[export] support linear & layer_norm unbacked #155260

ColinPeppler · 2025-06-05T20:38:23Z

What

use definitely_contiguous_for_memory_format instead of is_contiguous when the non-contiguous case is fine if we encounter a DDE.
use ref's contiguous over Aten's contiguous because Aten's version will DDE and stop tracing. ref's version will use definitely_contiguous_for_memory_format and clone if there's a DDE.

Example DDEs

Fixed with definitely_contiguous_for_memory_format in fast_binary_impl

torch._dynamo.exc.UserError: Could not guard on data-dependent expression Eq((u0//387), 0) (unhinted: Eq((u0//387), 0)).  (Size-like symbols: u0)
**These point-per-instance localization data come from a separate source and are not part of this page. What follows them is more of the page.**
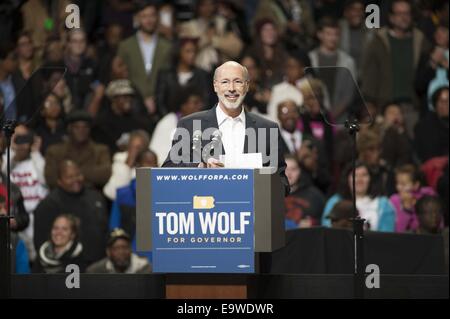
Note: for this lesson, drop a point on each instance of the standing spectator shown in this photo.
(27, 172)
(409, 190)
(269, 50)
(369, 150)
(288, 117)
(123, 211)
(354, 34)
(289, 88)
(93, 159)
(328, 54)
(257, 96)
(181, 75)
(295, 19)
(217, 42)
(432, 71)
(63, 247)
(429, 213)
(145, 53)
(120, 258)
(8, 84)
(376, 210)
(189, 100)
(315, 114)
(341, 215)
(305, 203)
(431, 132)
(119, 118)
(81, 75)
(50, 127)
(396, 148)
(390, 61)
(124, 163)
(71, 197)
Caused by: layer_norm = self.layer_norm(linear)  # caffe2/test/export/test_export.py:4566 in forward (_subclasses/fake_impls.py:1022 in fast_binary_impl)

Fixed with refs.contiguous instead of calling aten's contiguous (that'd require a bigger re-write in Aten)

  File "c10/core/TensorImpl.h", line 825, in torch::autograd::THPVariable_contiguous(_object*, _object*, _object*)
  File "c10/core/SymbolicShapeMeta.h", line 87, in c10::TensorImpl::is_contiguous_default(c10::MemoryFormat) const
  File "c10/core/SymbolicShapeMeta.cpp", line 250, in c10::SymbolicShapeMeta::init_is_contiguous() const

torch.fx.experimental.symbolic_shapes.GuardOnDataDependentSymNode: Could not guard on data-dependent expression Eq(128*((u0//387)), 0) (unhinted: Eq(128*((u0//387)), 0)).  (Size-like symbols: u0)

Caused by: (_refs/__init__.py:3302 in native_layer_norm)

Fixed with definitely_contiguous_for_memory_format in ref's contiguous

torch.fx.experimental.symbolic_shapes.GuardOnDataDependentSymNode: Could not guard on data-dependent expression 387*((u0//387)) < 2 (unhinted: 387*((u0//387)) < 2).  (Size-like symbols: u0)

Caused by: (_prims_common/__init__.py:279 in is_contiguous)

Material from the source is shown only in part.